New insulin delivery and glucose monitoring systems will predict blood glucose values
The third major component of the so-called artificial pancreas is that of a control algorithm. In many ways, the algorithm could be considered 'the brain' within this system as its purpose is to take glucose measurements from the CGM, interpret them, and then instruct the insulin pump to dose appropriately. At it surface, this might seem like a simple process: rise in glucose, infuse insulin; glucose lowers, stop insulin. However, the development of a competent control algorithm has been extremely challenging.
To begin, unlike the setting in which beta cells respond immediately to insulin, with a first and second phase release of insulin, within an artificial pancreas, a delay will be inherent due to the time required for the system to 'understand' that a rise in glucose has occurred, together with the time for the infused insulin to work, followed by the response of the algorithm to assure that the desired effect occurred. This in turn leads to a second major hurdle; what to do in settings where too much insulin is provided? Beyond this, programmes must be able to respond to life’s variables (e.g. sickness, exercise, complex meals, etc.). Such events could result in marked excursions (high and low) that would prove problematic to an algorithm optimised for a particular set of ranges. To meet this need, algorithms must be developed that rapidly identify and adapt themselves to any influence that modifies blood glucose and do so rapidly. And then there is the issue of having a single algorithm that would effectively deal with daytime life versus night.
To meet these challenges, three formats of algorithms are undergoing active investigation. These include those designed for Proportional, Integrative, Derivative Control; MD-Logic Control; and Model Predictive Control. It goes without saying that each format has a series of strengths and weaknesses but as a potential future technology, there is optimism that one or more will address the aforementioned challenges.

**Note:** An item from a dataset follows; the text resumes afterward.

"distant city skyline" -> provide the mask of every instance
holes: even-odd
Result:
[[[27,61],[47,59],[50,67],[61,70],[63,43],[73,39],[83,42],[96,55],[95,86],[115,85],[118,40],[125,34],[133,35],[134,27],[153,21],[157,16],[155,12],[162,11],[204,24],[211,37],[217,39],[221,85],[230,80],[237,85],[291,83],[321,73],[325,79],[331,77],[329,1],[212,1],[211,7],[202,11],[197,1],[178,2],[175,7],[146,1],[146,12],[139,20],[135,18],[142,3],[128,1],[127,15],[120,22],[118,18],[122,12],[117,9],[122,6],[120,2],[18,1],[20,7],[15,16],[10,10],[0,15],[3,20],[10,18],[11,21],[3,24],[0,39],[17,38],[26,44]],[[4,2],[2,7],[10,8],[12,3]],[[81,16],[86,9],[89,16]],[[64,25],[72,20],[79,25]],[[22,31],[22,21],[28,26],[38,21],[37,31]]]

One more constituent deserves mention in any discussion of a closed loop system. The three current rapid-acting insulin analogues all begin working about 10–20 minutes after injection and last for several hours. While this may prove sufficient for basal–bolus treatment regimens, these insulins are simply not sufficiently fast-acting to match peak glucose with peak insulin levels, and thus to control postprandial hyperglycaemia. Faster-acting insulins are therefore required for any form of closed loop system. To this end, a number of formulations are undergoing development.